Malware: Microsoft richtet Forschungslabor in Deutschland ein
Das neue Forschungslabor von Microsoft in Unterschleißheim soll die Anti-Schadsoftware-Forschung von Microsoft vorantreiben und dabei mit ähnlichen Einrichtungen in anderen Ländern zusammenarbeiten, teilt Microsoft mit(öffnet im neuen Fenster) . So will das Unternehmen unter anderem für kürzere Reaktionszeiten bei neuen Bedrohungen sorgen.
"Die neue Einrichtung erweitert Microsofts Forschungskapazitäten in Europa und ergänzt das existierende Anti-Schadsoftware-Labor im irischen Dublin. Sie wird, wie auch das Labor in Dublin, von Katrin Totcheva geleitet" , kommentiert Vinny Gullotto, General Manager des Microsoft Malware Protection Centers (MMPC), die Gründung der neuen Einrichtung.

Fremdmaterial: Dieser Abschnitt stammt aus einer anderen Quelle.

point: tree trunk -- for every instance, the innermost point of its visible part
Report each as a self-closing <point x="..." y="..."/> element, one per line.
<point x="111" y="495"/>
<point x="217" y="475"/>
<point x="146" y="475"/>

Microsoft überwacht in den Forschungslabors des Malware Protection Centers Sicherheitsbedrohungen und wertet dazu unter anderem das Feedback der Benutzer von Microsofts Sicherheitsprodukten aus. Die dabei gewonnenen Erkenntnisse fließen in Produkte wie Microsoft Security Essentials, Forefront Endpoint Protection, Windows Live, Internet Explorer, Bing, SharePoint, das Malicious Software Removal Tool (MSRT), Windows Defender, Windows Intune und Office 365 ein.
Neben den Labors in Unterschleißheim und Dublin betreibt Microsoft weitere Anti-Malware-Labors in Redmond (USA) und Melbourne (Australien). Hinzu kommen Forscher in Laboreinrichtungen in Vancouver (Kanada), New York und Los Angeles (USA) sowie Peking (China).